What’s the deal with AWS Elasticsearch Service timeouts

in #art7 years ago

I write this post after a pretty frustrating day of knob turning, querying logs, and google-searching just so you don’t have to go down the same rabbit hole I did. In essence — I had an index hosted in Elasticsearch Service via AWS, and I could not reindex an index in my staging environment, and therefore production because, of constraints imposed on Elasticsearch by AWS.

tl;dr

Have you ever tried running an operation that takes ≥1 min in AWS Elasticsearch Service, and ran into:

gems/elasticsearch-transport-5.0.4/lib/elasticsearch/transport/transport/base.rb:202:in `__raise_transport_error': [504] (Elasticsearch::Transport::Transport::Errors::GatewayTimeout)

This is due in part to — AWS Elasticsearch Service imposes a non-configurable ELB timeout of 60s. With that in mind, you should consider using the /_tasks API (currently in beta) to poll long-running operations on your cluster if the time of the operation can not be estimated.

The Problem

I had an Elasticsearch cluster hosted via AWS Elasticsearch Service with an index that I wanted to modify the mapping for, and the /_reindex API kept timing out in my team’s staging environment.

In my circumstance, I had a few fields that I wanted to change the property types of, and the only way to achieve that is by reindexing a whole collection into an intermediary index.

The following script is a snippet of what I used to perform the reindexing:

straight-forward, right?

Also, notice the wait_to_completion parameter — I essentially wanted to block until the operation completed, before performing the next step in the script.

In my local dev environment I had no issues with the /_reindex API, especially when the operation took longer than 1 minute to perform.

However, when executing this in a staging environment with AWS ES service I produce an exception:

gems/elasticsearch-transport-5.0.4/lib/elasticsearch/transport/transport/base.rb:202:in `__raise_transport_error': [504] (Elasticsearch::Transport::Transport::Errors::GatewayTimeout)

At first glance, it would seem that the server might be timing out the connection, hence the status 504.

Digging deeper, I uncovered that the reindex operation is still occurring on the cluster because, the total number of documents in the temp index is incrementally approaching the number of documents in the original.

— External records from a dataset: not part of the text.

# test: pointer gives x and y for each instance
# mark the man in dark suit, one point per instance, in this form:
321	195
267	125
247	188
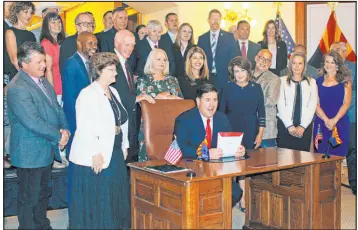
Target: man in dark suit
120	22
38	129
220	48
75	77
84	22
152	41
196	124
124	45
247	48
172	23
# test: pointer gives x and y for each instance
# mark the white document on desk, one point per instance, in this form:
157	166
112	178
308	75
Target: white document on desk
229	142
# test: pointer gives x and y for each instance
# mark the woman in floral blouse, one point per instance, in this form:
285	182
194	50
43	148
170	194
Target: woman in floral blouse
157	83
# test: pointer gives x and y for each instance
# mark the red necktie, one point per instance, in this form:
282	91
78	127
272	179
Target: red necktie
208	133
129	78
243	49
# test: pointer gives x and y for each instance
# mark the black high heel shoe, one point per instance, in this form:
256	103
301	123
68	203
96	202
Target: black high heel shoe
241	208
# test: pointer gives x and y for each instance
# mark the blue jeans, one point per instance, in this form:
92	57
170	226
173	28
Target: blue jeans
268	143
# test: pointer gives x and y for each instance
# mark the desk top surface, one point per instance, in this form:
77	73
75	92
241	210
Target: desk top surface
260	161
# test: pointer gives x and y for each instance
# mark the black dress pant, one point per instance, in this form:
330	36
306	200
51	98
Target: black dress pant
34	193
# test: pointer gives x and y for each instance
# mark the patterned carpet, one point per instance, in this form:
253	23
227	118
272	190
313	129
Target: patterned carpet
59	218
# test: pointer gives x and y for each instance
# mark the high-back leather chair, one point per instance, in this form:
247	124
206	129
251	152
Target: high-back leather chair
158	124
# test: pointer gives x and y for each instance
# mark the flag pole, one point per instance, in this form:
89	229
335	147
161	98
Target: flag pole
326	155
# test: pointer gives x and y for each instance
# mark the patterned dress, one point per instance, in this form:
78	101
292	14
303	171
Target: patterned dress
148	85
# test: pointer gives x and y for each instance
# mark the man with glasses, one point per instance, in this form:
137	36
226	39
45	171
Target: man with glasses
270	84
84	22
220	48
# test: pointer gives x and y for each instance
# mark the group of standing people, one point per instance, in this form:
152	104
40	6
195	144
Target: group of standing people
84	92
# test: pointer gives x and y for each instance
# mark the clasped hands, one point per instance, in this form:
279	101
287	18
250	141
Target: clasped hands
296	131
330	123
64	138
216	153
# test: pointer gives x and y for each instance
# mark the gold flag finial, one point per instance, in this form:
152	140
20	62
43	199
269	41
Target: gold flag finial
277	5
333	5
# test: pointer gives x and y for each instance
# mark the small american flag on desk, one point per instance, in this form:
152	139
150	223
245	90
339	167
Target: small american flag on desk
285	34
174	154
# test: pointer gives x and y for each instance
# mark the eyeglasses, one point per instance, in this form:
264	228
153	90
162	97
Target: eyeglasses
86	24
264	60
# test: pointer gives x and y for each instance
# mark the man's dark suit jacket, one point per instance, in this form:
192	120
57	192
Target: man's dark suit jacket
35	121
180	60
252	49
68	49
129	102
226	50
106	44
74	78
281	56
142	50
190	132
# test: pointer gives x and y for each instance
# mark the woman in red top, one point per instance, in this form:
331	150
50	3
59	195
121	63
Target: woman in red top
52	34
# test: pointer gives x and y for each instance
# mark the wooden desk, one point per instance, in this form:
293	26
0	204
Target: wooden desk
286	189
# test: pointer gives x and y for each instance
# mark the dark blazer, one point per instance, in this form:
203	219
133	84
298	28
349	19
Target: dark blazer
180	59
189	130
106	44
252	50
74	78
129	102
142	50
35	122
281	56
68	48
226	50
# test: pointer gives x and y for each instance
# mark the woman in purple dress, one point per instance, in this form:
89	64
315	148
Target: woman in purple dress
335	95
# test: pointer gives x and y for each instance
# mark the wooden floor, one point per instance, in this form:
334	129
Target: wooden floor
59	218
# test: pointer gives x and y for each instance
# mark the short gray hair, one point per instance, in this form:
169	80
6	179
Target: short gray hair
26	49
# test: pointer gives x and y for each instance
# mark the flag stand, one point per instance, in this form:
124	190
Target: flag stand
326	156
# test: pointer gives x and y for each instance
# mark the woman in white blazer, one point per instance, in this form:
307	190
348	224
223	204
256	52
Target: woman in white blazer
296	106
100	187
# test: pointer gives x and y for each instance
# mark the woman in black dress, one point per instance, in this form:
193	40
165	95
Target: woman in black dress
20	16
196	73
183	43
100	196
272	41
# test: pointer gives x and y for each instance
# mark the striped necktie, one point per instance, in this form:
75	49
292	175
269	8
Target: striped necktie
213	50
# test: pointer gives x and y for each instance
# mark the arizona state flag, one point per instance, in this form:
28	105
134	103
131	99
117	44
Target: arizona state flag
331	35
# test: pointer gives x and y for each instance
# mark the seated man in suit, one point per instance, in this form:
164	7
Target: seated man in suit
75	78
220	48
247	48
38	129
124	42
152	41
172	23
204	122
312	71
84	22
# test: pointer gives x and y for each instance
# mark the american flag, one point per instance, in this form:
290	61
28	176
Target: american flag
285	34
319	136
174	154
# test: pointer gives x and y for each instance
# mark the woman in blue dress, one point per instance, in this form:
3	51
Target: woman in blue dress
243	102
335	95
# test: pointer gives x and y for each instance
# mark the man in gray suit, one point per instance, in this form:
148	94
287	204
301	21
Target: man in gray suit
247	48
38	129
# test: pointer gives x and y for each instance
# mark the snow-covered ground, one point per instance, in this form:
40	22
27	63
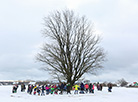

The next thing I try is adjusting the timeouts I’m passing to /_reindex

No dice. I produced the same exception 😔

After hours of digging on end (A.K.A google searching)— I discovered that the Gateway timeout was the result of AWS enforcing a non-configurable timeout of 60s on Elasticsearch service

OK — that makes sense. So what do you do next?

Solution

So obviously the problem was not my ES cluster — the problem lies in the hands of the folks at AWS and whatever is load balancing requests to my ES cluster.

Fortunately, Elasticsearch ships with a task management feature that proves to be useful in these types of scenarios — where you have a long-running operation on your cluster and the time for it to complete can not be estimated.

Using the task management API, given the task-id of the reindex operation you can poll elasticsearch for when the task has completed:

and piecing it all together

Also notice that the wait_for_completion parameter is now false —by setting it to false, we instruct elasticsearch to launch the request, and return a response immediately with the task id of the operation. More on that here

Reflections

If your infrastructure is pretty locked into AWS, your budget is tight, and you expect to have a relatively small sized index, hosted Elasticsearch via AWS is right for you. However, be warned that AWS does impose certain restrictions on ES that would otherwise ship with ES out of the box (timeouts being an example).

Thanks for reading! If you found this post to be useful please hold down clap so others can discover it! Also — you can follow on my twitter.



Posted from my blog with SteemPress : http://selfscroll.com/whats-the-deal-with-aws-elasticsearch-service-timeouts/
Sort:  

Warning! This user is on my black list, likely as a known plagiarist, spammer or ID thief. Please be cautious with this post!
If you believe this is an error, please chat with us in the #cheetah-appeals channel in our discord.